Oggi gli scozzesi eleggono i 129 parlamentari di Holyrood, l’assemblea la cui stessa esistenza è frutto di una battaglia per l’indipendenza: si insediò nel 1999 grazie a un referendum sulla devolution. Questa «per la Scozia è l’elezione più importante della storia», dice la premier Nicola Sturgeon, e non si riferisce né alla sua sopravvivenza politica né a quella del partito: lei è saldamente al potere dal 2014, lo Scottish National Party (Snp) da tempo ha ormai scalzato i laburisti dalla guida del paese. Anche stavolta non c’è competitor che tenga, è fuori discussione che sarà l’Snp il primo partito. Il punto è con che margine, quanto sarà ampia la sua maggioranza: Sturgeon punta sulle «elezioni più importanti» post Brexit per portare avanti il progetto di un nuovo referendum sull’indipendenza.

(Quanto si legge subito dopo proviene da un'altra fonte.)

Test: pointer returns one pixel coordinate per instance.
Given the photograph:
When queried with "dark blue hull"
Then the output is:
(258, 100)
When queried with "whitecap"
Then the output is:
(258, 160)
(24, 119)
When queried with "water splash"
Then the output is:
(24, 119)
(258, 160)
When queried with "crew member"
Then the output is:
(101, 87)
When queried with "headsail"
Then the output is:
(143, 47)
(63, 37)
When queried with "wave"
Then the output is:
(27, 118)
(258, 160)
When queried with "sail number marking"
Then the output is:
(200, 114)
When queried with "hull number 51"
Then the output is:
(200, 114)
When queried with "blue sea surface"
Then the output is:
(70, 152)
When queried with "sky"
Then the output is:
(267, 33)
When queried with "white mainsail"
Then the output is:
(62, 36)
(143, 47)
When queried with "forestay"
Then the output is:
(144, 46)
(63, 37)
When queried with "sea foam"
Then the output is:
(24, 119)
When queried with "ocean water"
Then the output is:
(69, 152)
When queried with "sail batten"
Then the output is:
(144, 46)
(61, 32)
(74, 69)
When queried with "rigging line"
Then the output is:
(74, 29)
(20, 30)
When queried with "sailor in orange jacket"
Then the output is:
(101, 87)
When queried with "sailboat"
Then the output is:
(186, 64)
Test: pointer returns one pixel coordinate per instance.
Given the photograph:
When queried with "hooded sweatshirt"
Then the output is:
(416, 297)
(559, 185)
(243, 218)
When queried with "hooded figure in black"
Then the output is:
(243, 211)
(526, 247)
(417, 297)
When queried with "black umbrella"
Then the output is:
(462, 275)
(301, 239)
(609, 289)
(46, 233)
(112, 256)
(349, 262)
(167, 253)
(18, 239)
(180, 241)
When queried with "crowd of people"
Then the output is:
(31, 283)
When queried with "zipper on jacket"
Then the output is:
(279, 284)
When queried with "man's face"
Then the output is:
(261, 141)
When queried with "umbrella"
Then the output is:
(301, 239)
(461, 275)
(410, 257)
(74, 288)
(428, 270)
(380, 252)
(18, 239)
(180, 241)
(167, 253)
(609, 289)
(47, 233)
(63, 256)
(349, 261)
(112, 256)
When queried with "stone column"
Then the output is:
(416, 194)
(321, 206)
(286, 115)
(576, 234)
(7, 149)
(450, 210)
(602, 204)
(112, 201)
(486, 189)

Previsioni e posta in gioco

John Curtice, il guru dei sondaggisti di Edimburgo, dice che «l’Snp ha la metà esatta delle probabilità di ottenere una maggioranza assoluta»; se prevalesse l’altro scenario, e cioè se il partito pur prevalendo non avesse da solo i numeri, verranno in soccorso per una coalizione i Verdi, dati al 9 per cento e coi quali le affinità sono molte. Le formazioni tradizionali della politica britannica, qui accomunate dall’opposizione all’indipendenza ma comunque su fronti opposti, non hanno chance: conservatori e laburisti hanno ciascuno il 21 per cento di consensi, i lib-dem l’8. In base a quanto ampio sarà il bagno di voti per l’Snp, l’istanza per un nuovo referendum sarà più o meno forte. C’è già stato un “indy ref” nel 2014 e lo Yes ha ottenuto il 45 per cento; sconfitta dovuta anche alla convinzione che uscire dal Regno Unito avrebbe comportato la exit dall’Ue. Fu il presidente della Commissione europea José Barroso stesso, a febbraio 2014, a dire che sarebbe stato «difficile, impossibile» per una Scozia indipendente rimanere nell’Ue. Peccato che poi David Cameron abbia indetto il referendum su Brexit: gli scozzesi, i più europeisti del Regno, scelsero il Remain con il 62 per cento. E ora si ritrovano fuori dall’Ue, loro malgrado: perciò è dal 2017 che Sturgeon propugna un altro “indy ref”, apripista di un ritorno in Europa. La posta in gioco è alta; Neill Walker è abituato a guardarla ad altezza autobus: «Mi sto spostando da un evento elettorale all’altro». Documenta per immagini le campagne di ogni schieramento, ha un archivio che da solo scrive la storia della lotta per l’indipendenza. «Al referendum del 2014 ci fu una grande mobilitazione civica: mentre altrove emergeva il populismo aggressivo di destra, qui tutti, giovani, anziani, sui social, sui bus, discutevano della prospettiva di una Scozia più equa e giusta». È quello che Ben Macpherson, l’ex ministro scozzese per l’Europa, chiama «nazionalismo civico, europeista e accogliente». Ora Walker fotografa una campagna pandemica: «Solo da pochi giorni, con l’alleggerimento delle restrizioni, è stato possibile fare il porta a porta. Il più è online». Ma a suo dire è sempre intenso. Per «le elezioni più importanti» Sturgeon ha sul cammino ostacoli.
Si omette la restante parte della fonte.